The preservation of our rich heritage is assured through the combined effort of Historic Prattville Redevelopment Authority (HPRA) and Autauga County Heritage Association (ACHA). Both organizations are dedicated to preservation, and both groups help promote local tourism. Many of the projects of the two organizations complement one another.
ACHA was the catalyst in establishing the Daniel Pratt Historic District, which is an area that includes the downtown commercial district and its adjacent residential section. After the District was added to the National Register of Historic Places in 1984, its management was placed under HPRA.
In 1995, HPRA accepted responsibility for restoring and revitalizing the Daniel Pratt Cemetery. ACHA assumed oversight and maintenance of the burial ground after it was renovated. The little cemetery is a visual gem that visitors should not miss seeing.
The Historic Prattville Redevelopment Authority is a municipal board with governing authority. Created in 1988 by an act of the Alabama State Legislature, its mission is the revitalization of the Daniel Pratt Historic District. HPRA projects have included development of Heritage Park, another of Prattville’s little gems in the downtown area, the addition of planters throughout the downtown area for seasonal flowers, and placement of historical markers in the district. Another of its projects recognizes individuals for property improvements that benefit the district. HPRA is planning for the future by building on the past and developing the present.
The Autauga County Heritage Association was created in 1978 as a nonprofit organization to preserve the history and the heritage of Autauga County. Its pride over the years has been the preservation and operation of Buena Vista, an ante-bellum home built circa 1830. Serving as a facility for weddings and other social functions, the structure is listed on the National Register of Historic Places. ACHA also operates the Heritage Center in the Daniel Pratt Historic District. Housing the Prattaugan Museum, the County Archives, and a Visitor’s Information Center, the Heritage Center is staffed by an ACHA employee and volunteers. ACHA is also involved with the numerous projects and activities throughout the county. Its motto is “Serving and Preserving.”
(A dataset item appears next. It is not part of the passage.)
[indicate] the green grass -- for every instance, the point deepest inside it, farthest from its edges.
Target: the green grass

Old Prattvillage, a restored area in the Historic District, is a prime example of the private sector’s involvement in preserving Prattville’s past. Residences and other structures relocated to Prattvillage, are restored and rented to various businesses. These buildings range from cotton mill village homes to the Mims Hotel where the famous southern poet, Sidney Lanier, once lived. The little gem of Prattvillage, however, is a small gothic style chapel and its accompanying gardens.